Le film allemand La Bande à Baader (titre original : Der Baader Meinhof Komplex), sorti récemment au cinéma, est l’occasion de constater une nouvelle fois que la théorie du complot est le mode de pensée privilégié des groupes totalitaires. Avant leurs suicides dans la nuit du 18 octobre 1977 (qui coïncident avec l’échec de la prise d’otages des passagers d’un avion de la Lufthansa détourné par des terroristes palestiniens qui demandaient l’élargissement des membres de la Rote Armee Fraktion), Andreas Baader, Gudrun Ensslin et Jan Carl Raspe, n’avaient cessé de clamer que l’Etat « fasciste » allemand finirait par les libérer ou par les exécuter. Irmgard Möller, la quatrième de la bande, a raté cette nuit-là son suicide à coups de couteau. Elle soutient, depuis lors, que ses co-détenus ont été assassinés par le Pouvoir…

Le film montre assez clairement que Baader, Ensslin, Raspe ainsi qu’Ulrike Meinhof – qui s’était elle aussi suicidée un an et demi plus tôt dans sa cellule – n’ont jamais été des victimes, qu’ils ont tous « choisi » leur mort. Ce que le film ne montre pas, c’est la jonction, dans la violence révolutionnaire, entre extrême gauche et extrême droite, cette galaxie rouge-brune où, depuis qu’il existe une gauche et une droite, fraternisent des individus que tout devrait opposer.

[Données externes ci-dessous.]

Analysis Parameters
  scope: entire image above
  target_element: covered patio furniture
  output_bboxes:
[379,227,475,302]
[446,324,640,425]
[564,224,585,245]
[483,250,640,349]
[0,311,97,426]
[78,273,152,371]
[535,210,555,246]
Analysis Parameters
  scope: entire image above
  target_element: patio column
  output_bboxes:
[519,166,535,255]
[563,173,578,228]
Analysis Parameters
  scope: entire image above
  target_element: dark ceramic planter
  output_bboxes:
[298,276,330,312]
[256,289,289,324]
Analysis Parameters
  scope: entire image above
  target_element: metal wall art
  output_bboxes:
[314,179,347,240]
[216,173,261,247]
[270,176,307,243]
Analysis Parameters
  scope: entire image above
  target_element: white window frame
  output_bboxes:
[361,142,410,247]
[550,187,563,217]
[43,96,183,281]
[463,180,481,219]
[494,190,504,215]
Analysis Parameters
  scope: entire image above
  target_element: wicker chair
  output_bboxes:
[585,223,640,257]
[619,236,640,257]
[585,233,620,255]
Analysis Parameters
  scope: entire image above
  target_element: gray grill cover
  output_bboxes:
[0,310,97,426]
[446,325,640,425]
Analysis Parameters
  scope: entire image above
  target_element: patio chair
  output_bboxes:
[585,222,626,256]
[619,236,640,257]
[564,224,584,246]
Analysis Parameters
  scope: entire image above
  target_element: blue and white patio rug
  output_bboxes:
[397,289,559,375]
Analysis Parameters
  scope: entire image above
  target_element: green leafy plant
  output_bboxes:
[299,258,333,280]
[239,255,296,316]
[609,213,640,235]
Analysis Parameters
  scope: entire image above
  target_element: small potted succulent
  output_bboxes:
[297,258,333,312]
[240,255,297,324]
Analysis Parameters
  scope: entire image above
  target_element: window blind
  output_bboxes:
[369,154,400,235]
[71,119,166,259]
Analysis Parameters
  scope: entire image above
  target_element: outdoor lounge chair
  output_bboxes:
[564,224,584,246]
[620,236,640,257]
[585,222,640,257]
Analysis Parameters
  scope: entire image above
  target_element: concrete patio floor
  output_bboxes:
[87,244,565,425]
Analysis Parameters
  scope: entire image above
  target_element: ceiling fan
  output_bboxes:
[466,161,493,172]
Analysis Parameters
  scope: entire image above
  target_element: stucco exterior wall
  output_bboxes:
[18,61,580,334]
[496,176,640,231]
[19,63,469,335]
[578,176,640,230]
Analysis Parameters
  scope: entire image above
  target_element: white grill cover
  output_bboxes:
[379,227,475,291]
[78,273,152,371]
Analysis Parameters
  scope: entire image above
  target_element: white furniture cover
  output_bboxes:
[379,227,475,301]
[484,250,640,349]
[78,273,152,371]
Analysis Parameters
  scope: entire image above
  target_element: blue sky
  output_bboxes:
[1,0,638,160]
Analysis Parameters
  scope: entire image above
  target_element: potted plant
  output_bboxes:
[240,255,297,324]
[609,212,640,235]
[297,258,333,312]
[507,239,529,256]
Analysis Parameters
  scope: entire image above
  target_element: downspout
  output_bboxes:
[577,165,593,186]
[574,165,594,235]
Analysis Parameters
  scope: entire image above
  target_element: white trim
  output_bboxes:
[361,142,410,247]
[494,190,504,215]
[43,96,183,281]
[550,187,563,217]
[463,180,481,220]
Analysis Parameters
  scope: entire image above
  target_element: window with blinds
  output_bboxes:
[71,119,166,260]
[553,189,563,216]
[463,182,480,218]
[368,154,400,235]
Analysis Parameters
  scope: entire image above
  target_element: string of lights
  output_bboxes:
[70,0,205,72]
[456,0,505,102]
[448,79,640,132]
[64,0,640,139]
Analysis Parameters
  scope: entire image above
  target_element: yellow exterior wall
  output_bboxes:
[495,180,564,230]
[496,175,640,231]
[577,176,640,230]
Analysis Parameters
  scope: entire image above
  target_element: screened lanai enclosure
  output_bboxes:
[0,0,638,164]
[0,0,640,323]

L'étrange postérité du groupe Baader-Meinhof
A cet égard, le destin de Horst Mahler – interprété dans le film par Simon Licht – est tout à fait significatif. Horst Mahler est cet avocat qui avait participé à l’évasion d’Andreas Baader en 1970. Après son engagement dans la RAF, il a fini par rejoindre l’extrême droite allemande. Il a comparu récemment pour avoir fait le salut nazi en public. Le 9 octobre dernier, Le Point consacrait un article à son procès outre-Rhin :

Le procès pour négationnisme et incitation à la haine raciale qui s’est ouvert mercredi à Potsdam, près de Berlin, serait tristement banal, n’eût été la personnalité du prévenu. Car, à 72 ans, Horst Mahler n’est pas seulement un ténor de la cause néonazie en Allemagne. Il fut, avant cette "reconversion", l’un des terroristes d’extrême gauche les plus recherchés en sa qualité de cofondateur de la Fraction armée rouge (RAF), la Bande à Baader.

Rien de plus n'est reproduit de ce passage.